Être au-devant des besoins
Comme Mme Lévesque le rappelle, l’aide des enfants ou des proches est primordiale, même si plusieurs personnes âgées ont tendance à refuser pour ne pas déranger. «C’est bien d’aller au-devant des besoins et que l’aide soit déjà présente avant qu’elle ne soit nécessaire. Il ne faut pas avoir peur de heurter le sentiment d’indépendance et d’autonomie du parent.»
La peur de déranger leurs proches dans leur vie bien remplie habite parfois les personnes âgées qui ne souhaitent pas devenir un fardeau. Un petit coup de pouce improvisé apporté avec tact et délicatesse peut alors s’avérer précieux.
Comme le nombre de personnes âgées sans enfants est en hausse constante, les proches qui accompagnent les aînés dans ces étapes de la vie ne sont pas nécessairement leurs enfants biologiques. Neveux, nièces, amis peuvent alors jouer ce rôle d’accompagnement.

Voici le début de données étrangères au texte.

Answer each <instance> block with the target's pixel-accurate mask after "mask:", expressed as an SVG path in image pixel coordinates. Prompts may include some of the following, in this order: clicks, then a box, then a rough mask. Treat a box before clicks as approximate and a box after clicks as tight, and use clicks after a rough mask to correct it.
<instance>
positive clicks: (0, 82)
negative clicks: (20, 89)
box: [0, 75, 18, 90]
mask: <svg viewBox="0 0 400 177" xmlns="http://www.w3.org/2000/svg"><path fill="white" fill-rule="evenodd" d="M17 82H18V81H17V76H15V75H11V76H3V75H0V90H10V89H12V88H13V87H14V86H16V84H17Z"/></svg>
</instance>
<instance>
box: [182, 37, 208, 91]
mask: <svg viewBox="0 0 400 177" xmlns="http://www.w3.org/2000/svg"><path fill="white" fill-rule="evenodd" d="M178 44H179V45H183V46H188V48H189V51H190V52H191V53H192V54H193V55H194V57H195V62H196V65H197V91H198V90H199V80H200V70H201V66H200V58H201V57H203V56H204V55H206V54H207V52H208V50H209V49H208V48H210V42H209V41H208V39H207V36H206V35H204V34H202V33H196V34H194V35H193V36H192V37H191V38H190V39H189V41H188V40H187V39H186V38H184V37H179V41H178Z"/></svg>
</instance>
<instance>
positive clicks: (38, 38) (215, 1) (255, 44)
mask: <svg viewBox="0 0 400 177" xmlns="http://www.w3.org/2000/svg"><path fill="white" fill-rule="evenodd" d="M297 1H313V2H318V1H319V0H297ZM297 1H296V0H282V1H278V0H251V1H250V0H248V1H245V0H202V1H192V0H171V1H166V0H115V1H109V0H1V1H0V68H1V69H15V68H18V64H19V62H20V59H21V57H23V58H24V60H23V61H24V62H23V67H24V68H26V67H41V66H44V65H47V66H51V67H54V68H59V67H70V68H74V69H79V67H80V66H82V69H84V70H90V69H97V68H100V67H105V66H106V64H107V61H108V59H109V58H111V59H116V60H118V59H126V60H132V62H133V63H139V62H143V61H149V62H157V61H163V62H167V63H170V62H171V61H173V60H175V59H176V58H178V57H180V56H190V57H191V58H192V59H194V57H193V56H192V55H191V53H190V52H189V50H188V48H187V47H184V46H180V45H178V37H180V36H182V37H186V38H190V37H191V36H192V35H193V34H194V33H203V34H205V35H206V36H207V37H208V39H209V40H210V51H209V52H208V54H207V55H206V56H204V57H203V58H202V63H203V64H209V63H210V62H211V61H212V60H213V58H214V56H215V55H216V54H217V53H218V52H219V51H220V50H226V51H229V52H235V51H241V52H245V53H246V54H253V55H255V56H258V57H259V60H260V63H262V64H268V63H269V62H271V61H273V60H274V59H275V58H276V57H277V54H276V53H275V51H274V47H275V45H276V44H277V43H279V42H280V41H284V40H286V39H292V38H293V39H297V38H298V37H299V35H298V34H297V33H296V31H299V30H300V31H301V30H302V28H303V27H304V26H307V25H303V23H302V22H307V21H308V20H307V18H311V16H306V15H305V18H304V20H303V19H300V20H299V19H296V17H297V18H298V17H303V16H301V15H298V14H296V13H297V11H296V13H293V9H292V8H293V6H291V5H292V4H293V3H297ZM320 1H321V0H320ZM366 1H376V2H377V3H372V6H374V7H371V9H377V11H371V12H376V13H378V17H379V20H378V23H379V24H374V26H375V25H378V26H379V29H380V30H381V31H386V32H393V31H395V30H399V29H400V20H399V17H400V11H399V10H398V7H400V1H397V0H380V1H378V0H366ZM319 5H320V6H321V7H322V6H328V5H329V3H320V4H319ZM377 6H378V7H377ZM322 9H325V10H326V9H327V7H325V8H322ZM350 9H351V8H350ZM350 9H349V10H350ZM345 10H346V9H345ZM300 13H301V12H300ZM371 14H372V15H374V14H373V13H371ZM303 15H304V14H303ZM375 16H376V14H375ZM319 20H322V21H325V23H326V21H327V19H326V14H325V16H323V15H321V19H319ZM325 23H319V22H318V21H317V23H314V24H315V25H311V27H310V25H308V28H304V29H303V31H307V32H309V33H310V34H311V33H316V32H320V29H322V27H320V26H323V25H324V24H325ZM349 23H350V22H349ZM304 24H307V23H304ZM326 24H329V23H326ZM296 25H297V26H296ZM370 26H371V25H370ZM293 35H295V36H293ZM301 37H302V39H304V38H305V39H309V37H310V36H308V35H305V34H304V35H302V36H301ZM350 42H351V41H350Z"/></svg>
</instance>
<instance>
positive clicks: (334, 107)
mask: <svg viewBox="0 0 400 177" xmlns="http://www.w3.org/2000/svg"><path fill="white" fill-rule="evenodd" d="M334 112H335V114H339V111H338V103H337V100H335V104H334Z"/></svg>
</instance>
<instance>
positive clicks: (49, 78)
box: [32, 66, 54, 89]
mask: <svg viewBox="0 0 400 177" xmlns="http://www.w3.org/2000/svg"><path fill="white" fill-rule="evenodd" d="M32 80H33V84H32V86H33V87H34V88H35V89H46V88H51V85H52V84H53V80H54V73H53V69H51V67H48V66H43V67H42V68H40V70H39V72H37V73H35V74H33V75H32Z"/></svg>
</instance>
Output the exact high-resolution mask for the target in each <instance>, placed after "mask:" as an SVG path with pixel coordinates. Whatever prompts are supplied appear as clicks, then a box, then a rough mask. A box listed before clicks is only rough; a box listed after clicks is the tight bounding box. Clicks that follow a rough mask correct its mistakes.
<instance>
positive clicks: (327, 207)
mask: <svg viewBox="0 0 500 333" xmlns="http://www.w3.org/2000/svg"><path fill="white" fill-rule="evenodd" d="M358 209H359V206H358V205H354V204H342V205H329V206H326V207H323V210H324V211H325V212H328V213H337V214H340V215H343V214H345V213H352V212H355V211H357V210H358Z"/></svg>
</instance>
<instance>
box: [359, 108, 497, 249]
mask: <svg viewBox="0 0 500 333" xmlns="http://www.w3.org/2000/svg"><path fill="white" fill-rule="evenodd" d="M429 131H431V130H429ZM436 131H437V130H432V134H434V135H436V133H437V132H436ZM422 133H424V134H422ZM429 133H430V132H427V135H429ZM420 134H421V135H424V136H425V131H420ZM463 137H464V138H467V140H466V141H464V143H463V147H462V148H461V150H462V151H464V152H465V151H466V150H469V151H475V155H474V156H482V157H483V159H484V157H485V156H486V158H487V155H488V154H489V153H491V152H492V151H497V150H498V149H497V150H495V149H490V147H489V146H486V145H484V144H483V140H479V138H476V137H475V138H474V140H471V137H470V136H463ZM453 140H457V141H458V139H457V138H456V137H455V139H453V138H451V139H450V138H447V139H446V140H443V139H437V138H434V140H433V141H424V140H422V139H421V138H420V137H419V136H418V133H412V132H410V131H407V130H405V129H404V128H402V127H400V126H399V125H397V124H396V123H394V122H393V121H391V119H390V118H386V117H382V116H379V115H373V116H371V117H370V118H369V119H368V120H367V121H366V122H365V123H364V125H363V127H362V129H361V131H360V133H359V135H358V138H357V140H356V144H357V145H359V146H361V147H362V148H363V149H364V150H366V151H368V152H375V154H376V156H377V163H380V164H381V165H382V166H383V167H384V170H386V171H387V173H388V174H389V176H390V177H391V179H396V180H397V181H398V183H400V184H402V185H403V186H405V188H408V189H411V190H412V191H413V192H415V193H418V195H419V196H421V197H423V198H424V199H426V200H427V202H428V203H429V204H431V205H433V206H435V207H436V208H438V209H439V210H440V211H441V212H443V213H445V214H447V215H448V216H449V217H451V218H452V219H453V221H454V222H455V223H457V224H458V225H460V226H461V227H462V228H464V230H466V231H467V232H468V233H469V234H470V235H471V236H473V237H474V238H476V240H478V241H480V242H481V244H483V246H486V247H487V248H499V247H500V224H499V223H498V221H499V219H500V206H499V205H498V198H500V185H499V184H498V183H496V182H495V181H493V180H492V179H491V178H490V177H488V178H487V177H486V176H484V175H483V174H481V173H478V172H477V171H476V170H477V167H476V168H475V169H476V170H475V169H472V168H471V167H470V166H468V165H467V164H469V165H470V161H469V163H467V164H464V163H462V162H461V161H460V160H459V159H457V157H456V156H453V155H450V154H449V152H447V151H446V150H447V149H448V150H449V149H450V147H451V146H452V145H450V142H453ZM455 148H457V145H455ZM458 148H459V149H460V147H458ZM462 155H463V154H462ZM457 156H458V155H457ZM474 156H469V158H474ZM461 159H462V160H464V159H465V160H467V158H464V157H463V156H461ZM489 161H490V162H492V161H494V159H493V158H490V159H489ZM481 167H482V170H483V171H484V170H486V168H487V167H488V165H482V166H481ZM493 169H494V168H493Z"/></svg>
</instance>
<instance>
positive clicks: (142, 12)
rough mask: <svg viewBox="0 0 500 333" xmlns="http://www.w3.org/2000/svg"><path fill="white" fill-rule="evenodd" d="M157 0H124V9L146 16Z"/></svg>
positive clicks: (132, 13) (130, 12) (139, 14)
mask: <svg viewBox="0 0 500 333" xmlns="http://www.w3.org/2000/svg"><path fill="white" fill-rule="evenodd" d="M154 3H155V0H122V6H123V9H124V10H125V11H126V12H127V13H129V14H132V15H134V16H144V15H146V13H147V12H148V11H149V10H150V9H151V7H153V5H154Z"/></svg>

Aborder la situation de manière positive
Plusieurs personnes âgées vivent avec l’angoisse d’être «placées». Dans leur esprit, les maisons de ressources sont des mouroirs où l’on renonce au bien-être. C’est le rôle des proches de les accompagner tout en les rassurant. «Accepter qu’on est en perte d’autonomie, ce n’est pas se diriger vers le mouroir», affirme Mme Lévesque. «Au contraire, c’est pouvoir se prémunir de ressources qui vont nous aider à bien vivre le plus longtemps possible. Lorsque la perte d’autonomie s’installe, il est parfois difficile de prévoir jusqu'où elle ira.»
En s’informant adéquatement sur les options existantes, il est possible de présenter plusieurs scénarios à son parent en perte d’autonomie. Pour ce faire, il ne faut pas hésiter à consulter le personnel médical, qui possède les compétences nécessaires pour bien orienter ses patients. «Il n’y a pas qu’une seule issue où l’on se dirige fatalement. Le fait de communiquer le plus tôt possible à son parent les avenues et les ressources à sa disposition va le rassurer. Si son médecin traitant estime que la mise en place d’un dispositif d’aide est nécessaire, il saura trouver les mots justes et la bonne approche pour bien guider la famille, devenant ainsi un précieux allié.»
Vivre le mieux possible, le plus longtemps possible
Tout le monde ne sera pas confronté à une perte d’autonomie au cours de sa vie. Au Marronnier, plusieurs personnes terminent leur vie paisiblement et demeurent dans leur appartement jusqu’à la fin. «Mais il faut se préparer et envisager certains scénarios», affirme la directrice générale. «On ne sait jamais ce qui peut arriver, et il est important de choisir avec soin les batailles à mener. Avant toute chose, il est important de déterminer si la sécurité est en jeu, et si vous jugez que les décisions de vos parents ne sont pas éclairées, n’hésitez pas à demander conseil à un professionnel de la santé.»
Dans les situations critiques, les gens sont bien souvent démunis. N’attendons pas d’être confrontés à ce type de situation pour en parler et élaborer un plan! La préparation et l’information sont les clés du succès.